Marketing & Media trends
#BizTrends2023: 5 reasons to look forward to PR in the year ahead
While many of the trends observed are certainly valid, we should think beyond the obvious and bring a different perspective to how we run our own agencies and how we advise clients on their brands and reputations.
It goes beyond an appreciation of economic, social, and environmental undercurrents – and rather connecting the dots in a way that resonates with and influences the conversations we most want to have.
This enables us to not only look at the trends but rather, to unpack the realities shaping what is seen on the surface. A deeper dive empowers us to be truly effective members of good business communities.
The trends and what they really mean
Here are five themes for change, five ways to rethink the value we bring, and five reasons to look forward to PR in the year ahead:
- This article was NOT written by ChatGPT
- There is (still) a war for talent – lots of people, but few that we need
- It’s heads in the room not just a pair of hands
- It’s not content, it’s conversation dammit
- Because we have perspective, we influence confidence
It seems if you didn’t hop onto the artificial intelligence (AI) commentary bus during your December holidays that you were really not doing it right. While there is much talk about what AI is and how it influences strategic comms, the real conversation is not about the capability of the tools, but rather the human control over the ethics of how we use them in our work.
It doesn’t matter that social calendars will be easier and more streamlined than ever before. It is in the nuance of the copy and images, and no machine can replace a person’s ability to connect the dots. The bottom line is you cannot automate your reputation.
The imperative to build AI governance into contextually relevant and robust frameworks is a real undercurrent in this PR tide as there are clear boundaries to be agreed upon and adopted.
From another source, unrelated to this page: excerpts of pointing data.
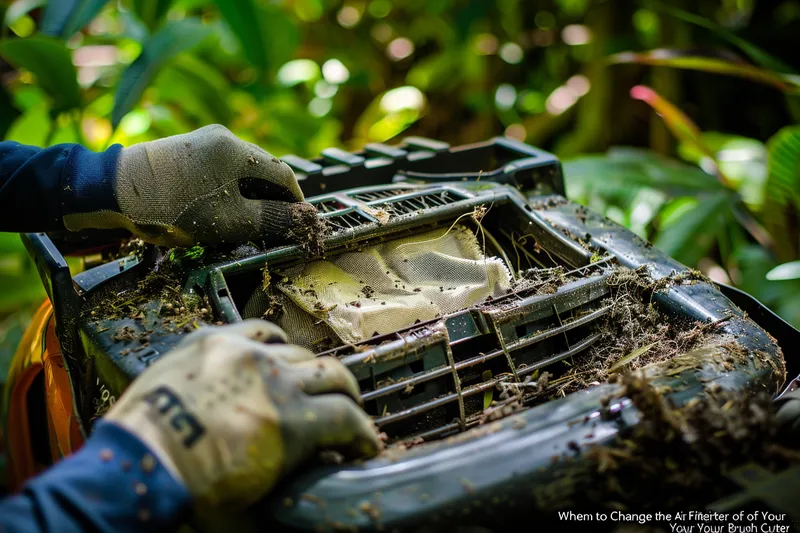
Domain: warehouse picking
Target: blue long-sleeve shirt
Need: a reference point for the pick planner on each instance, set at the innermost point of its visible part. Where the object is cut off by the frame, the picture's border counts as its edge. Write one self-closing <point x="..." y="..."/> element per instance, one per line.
<point x="114" y="482"/>
<point x="39" y="186"/>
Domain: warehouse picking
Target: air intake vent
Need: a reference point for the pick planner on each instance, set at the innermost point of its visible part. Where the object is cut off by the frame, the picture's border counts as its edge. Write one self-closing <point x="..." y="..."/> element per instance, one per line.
<point x="405" y="206"/>
<point x="329" y="206"/>
<point x="346" y="221"/>
<point x="373" y="196"/>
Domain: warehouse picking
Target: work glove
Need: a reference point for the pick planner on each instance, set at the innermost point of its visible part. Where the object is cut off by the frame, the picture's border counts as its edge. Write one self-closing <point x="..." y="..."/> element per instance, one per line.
<point x="185" y="189"/>
<point x="229" y="415"/>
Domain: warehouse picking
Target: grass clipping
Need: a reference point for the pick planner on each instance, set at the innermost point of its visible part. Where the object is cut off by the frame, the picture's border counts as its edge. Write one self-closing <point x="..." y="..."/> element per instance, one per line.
<point x="634" y="333"/>
<point x="681" y="457"/>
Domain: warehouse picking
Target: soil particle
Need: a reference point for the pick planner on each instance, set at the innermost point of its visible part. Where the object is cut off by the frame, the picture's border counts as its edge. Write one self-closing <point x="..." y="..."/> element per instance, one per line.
<point x="308" y="229"/>
<point x="124" y="334"/>
<point x="368" y="291"/>
<point x="677" y="457"/>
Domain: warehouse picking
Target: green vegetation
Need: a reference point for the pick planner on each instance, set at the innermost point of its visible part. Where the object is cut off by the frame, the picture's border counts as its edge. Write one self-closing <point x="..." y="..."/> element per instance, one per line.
<point x="680" y="120"/>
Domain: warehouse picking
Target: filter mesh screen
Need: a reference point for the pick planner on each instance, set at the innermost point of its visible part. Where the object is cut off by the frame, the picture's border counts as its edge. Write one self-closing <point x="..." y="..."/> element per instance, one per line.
<point x="390" y="286"/>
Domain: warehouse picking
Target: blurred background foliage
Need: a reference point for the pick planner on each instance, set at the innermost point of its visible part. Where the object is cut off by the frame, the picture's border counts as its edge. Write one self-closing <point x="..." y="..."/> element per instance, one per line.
<point x="676" y="119"/>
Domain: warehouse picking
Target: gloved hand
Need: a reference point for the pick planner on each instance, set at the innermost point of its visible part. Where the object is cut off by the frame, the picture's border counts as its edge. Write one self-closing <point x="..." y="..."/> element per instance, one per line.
<point x="185" y="189"/>
<point x="230" y="415"/>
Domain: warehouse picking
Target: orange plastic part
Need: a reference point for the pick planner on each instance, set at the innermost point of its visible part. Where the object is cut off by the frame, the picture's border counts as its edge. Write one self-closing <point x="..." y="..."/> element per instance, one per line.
<point x="39" y="352"/>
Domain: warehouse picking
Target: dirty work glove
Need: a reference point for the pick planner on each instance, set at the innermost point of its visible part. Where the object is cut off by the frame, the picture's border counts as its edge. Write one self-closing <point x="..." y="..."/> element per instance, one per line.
<point x="185" y="189"/>
<point x="230" y="415"/>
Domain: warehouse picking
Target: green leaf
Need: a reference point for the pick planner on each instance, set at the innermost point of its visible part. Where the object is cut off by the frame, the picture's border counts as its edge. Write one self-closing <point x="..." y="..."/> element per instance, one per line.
<point x="267" y="35"/>
<point x="63" y="18"/>
<point x="151" y="12"/>
<point x="170" y="41"/>
<point x="684" y="60"/>
<point x="8" y="112"/>
<point x="691" y="236"/>
<point x="391" y="113"/>
<point x="32" y="127"/>
<point x="19" y="9"/>
<point x="631" y="357"/>
<point x="790" y="270"/>
<point x="755" y="53"/>
<point x="197" y="88"/>
<point x="623" y="168"/>
<point x="51" y="62"/>
<point x="782" y="190"/>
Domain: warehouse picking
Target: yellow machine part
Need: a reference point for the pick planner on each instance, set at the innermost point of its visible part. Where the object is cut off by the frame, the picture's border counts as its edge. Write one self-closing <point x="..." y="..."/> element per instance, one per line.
<point x="38" y="377"/>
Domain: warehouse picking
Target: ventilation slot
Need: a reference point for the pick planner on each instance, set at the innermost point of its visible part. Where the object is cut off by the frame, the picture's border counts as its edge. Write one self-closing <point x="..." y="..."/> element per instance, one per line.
<point x="377" y="195"/>
<point x="329" y="206"/>
<point x="346" y="221"/>
<point x="405" y="206"/>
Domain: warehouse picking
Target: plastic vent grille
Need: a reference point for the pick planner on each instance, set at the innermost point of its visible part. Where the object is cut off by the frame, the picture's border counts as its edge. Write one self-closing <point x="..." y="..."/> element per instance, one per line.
<point x="346" y="221"/>
<point x="405" y="206"/>
<point x="329" y="206"/>
<point x="439" y="386"/>
<point x="378" y="195"/>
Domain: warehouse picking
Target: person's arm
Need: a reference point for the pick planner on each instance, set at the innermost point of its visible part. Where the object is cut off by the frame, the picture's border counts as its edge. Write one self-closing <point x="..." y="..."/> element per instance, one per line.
<point x="39" y="185"/>
<point x="209" y="428"/>
<point x="207" y="186"/>
<point x="112" y="484"/>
I’ve lost count of how many conversations there were last year about how hard it is to find people without cannibalising your peer group. It’s true, talent is a very real issue. But it’s not the issue.
The bottom line (and I am probably going to irritate a few people by saying this) is that the talent coming into our industry is not appropriately prepared with the right skills. This sits not at the feet of universities, but rather in how agencies and clients are playing a long game with universities around influencing the academic syllabus with what is really needed.
Take for example a simple editorial calendar. This needs a broad economic and social filter to create compelling content that really earns its place in media (or in all conversations, not just media). This is not baked into how young professionals are being taught to think (let alone write).
Elevate above this is an appreciation of commercial acumen, it’s not enough to know PR – what do you know about the Just Energy Transition and how strategic comms needs to contribute to this? How does the Just Energy Transition link to unemployment? How does unemployment impact the ever-increasing expectations on corporates to create jobs? What jobs?
In the end strategic communications must be unequivocally a measurable contributor in an organisation. The current curriculums and ways of thinking being taught must shift radically towards this mandate.
Ask anyone and they will tell you they “are good at strategy”. It’s normally just before they give you a menu of tactical ideas. The very clear missing middle is the trusted advisor. For strategic comms to retain its seat at the top table, this is where the emphasis must be significantly accelerated.
To move beyond the PR function as a transactional relationship - but to being a truly trusted partner requires that we secure the right level of intimacy with each client’s business. Not just know what companies do, but how and why. In a post-Covid world this could not be more critical.
Communications benefited from the pandemic because of the urgent need to get to audiences with detail and clarity. But now, as the world slowly drifts back towards “how it used to be” communicators must keep their seat at the table. This is likely the most significant trend for the year ahead.
But, how? To start by looking around corners. Anticipating the business needs without accelerating faster than the business (or brand) can deliver.
Build connections with the decision makers around you and challenge their thinking with ideas and approaches that can measurably deliver for them. Often this means you shouldn’t agree – the most powerful conversation being “no”.
We’ve all been in that meeting … you know, the one where we review the editorial calendar. In 2023 we should be asking why we still have these meetings. Sure, it’s important to have a planned view of what we will do – but an editorial calendar implies that we are talking at someone and not talking to them.
Editorial calendars don’t positively influence people, but conversations do. Indeed, content is secondary. It’s a tool, and not the end game – or as one of my partners says “otherwise we would be authors and novelists and not strategic communicators”.
The necessary trend here brings together our abilities to be advisors with a strategic appreciation of how the conversations we want to seed and create most powerfully influences the brand and organisations we are acting for. Only then do we talk about the type of content that would best enable this relationship. In 2023 there is a more urgent need to do this in real-time, the same way a traditional newsroom would.
Comms people are pretty good at “yes we can and I’ll make a plan”.
It’s infectious and speaks deeply to our ability to bring confidence to issues. In 2023 we should own this, in a world where it always just seems hard, confidence is the most important impact we can make. This could be one of the most important and deeper conversations on our agenda as we craft simple and relevant solutions for an increasingly complex world.